The shareholders shall not have preemptive rights or the right to cumulate their votes in the election of directors.

 

6.

The corporation shall have unlimited power to engage in and to do any lawful business for which corporations may be incorporated under the BCL.

 

7.

If the Board of Directors is classified by the Bylaws, the number of directors of each class shall be determined by the Board of Directors and need not be equal.

 

8.

In order to effect the merger or consolidation of this corporation into another corporation which is not a wholly owned subsidiary of this corporation, the affirmative vote of 66% of the outstanding shares entitled to vote shall be required.

 

9.

The Bylaws of the corporation may be amended by the affirmative vote of a majority of the votes cast by all shareholders entitled to vote on the matter; or by the affirmative vote of a majority of the directors present and voting at a meeting of the board of directors at which a quorum is present; provided that any bylaw provision amended or adopted by the board of directors that adversely affects the rights of the shareholders must be ratified by the affirmative vote of a majority of the votes cast by all shareholders entitled to vote on the matter prior to such amended or adopted bylaw provision taking effect; provided further that any bylaw provision amended or adopted by the shareholders may only be amended or repealed by the affirmative vote of a majority of the votes cast by all shareholders entitled to vote on the matter; and provided further that any bylaw provision amended or adopted by the board of directors may be amended or repealed by the affirmative vote of a majority of the votes cast by all shareholders entitled to vote on the matter.

 

10.

In elections for directors, if a quorum is present, directors shall be elected by a “majority of votes cast” (as de-fined herein), unless the election is contested, in which case directors shall be elected by a plurality of the votes cast.
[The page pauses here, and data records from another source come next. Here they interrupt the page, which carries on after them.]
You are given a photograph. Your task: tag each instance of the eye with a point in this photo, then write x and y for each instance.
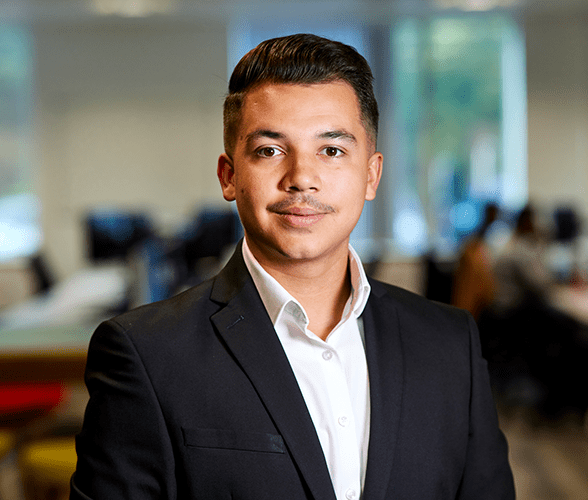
(332, 151)
(268, 152)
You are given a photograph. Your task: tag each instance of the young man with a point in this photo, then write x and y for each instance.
(291, 375)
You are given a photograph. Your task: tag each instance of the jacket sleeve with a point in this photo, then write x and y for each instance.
(124, 450)
(487, 474)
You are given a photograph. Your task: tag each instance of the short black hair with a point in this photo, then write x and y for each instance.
(300, 59)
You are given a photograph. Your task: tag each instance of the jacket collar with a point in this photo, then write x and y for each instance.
(248, 333)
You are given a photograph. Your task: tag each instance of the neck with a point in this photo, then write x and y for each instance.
(322, 288)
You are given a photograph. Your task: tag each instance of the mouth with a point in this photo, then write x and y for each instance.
(300, 216)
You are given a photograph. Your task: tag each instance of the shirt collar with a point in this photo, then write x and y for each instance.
(275, 297)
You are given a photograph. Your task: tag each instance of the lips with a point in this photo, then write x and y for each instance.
(300, 216)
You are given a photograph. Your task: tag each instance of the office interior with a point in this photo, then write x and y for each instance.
(110, 130)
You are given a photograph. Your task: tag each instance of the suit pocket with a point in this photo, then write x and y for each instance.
(231, 440)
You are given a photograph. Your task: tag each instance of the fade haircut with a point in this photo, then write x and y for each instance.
(300, 59)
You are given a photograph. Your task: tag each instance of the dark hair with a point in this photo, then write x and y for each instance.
(300, 59)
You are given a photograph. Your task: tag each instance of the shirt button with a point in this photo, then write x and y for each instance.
(351, 494)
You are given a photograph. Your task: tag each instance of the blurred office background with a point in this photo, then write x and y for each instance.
(110, 128)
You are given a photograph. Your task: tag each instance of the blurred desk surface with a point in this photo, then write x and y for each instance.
(572, 300)
(53, 352)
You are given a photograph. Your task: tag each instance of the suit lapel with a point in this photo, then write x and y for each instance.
(385, 368)
(250, 336)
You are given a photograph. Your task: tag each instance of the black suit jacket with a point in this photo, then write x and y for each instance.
(194, 398)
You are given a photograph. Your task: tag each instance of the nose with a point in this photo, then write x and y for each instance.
(301, 175)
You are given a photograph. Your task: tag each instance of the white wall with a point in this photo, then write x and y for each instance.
(128, 116)
(557, 81)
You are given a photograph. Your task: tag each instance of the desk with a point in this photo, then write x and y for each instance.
(55, 352)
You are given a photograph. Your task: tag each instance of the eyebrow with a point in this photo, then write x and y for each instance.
(272, 134)
(337, 134)
(256, 134)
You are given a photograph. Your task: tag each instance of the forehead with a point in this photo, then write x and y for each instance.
(292, 106)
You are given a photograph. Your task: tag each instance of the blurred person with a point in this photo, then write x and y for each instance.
(291, 375)
(522, 279)
(524, 332)
(473, 279)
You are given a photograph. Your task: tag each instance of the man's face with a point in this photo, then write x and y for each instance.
(301, 170)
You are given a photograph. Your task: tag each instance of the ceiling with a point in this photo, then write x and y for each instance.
(72, 11)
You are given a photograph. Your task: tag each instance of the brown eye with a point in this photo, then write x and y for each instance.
(332, 151)
(267, 152)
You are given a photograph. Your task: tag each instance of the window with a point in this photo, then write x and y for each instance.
(20, 233)
(460, 127)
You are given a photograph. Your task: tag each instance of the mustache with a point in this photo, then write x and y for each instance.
(300, 199)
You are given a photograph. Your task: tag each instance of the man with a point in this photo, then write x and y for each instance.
(291, 375)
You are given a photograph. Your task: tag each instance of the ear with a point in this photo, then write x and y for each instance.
(374, 174)
(226, 176)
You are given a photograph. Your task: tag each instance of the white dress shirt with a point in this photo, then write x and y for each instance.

An election shall be contested if, as determined by the Board of Directors, the number of nominees exceeds the number of directors to be elected. For purposes of this Article 10, a “majority of votes cast” means that the number of shares voted “for” a director exceeds the number of votes cast “against” that director.

 

11.

The corporation may issue uncertificated shares of any or all classes and series of the corporation’s shares.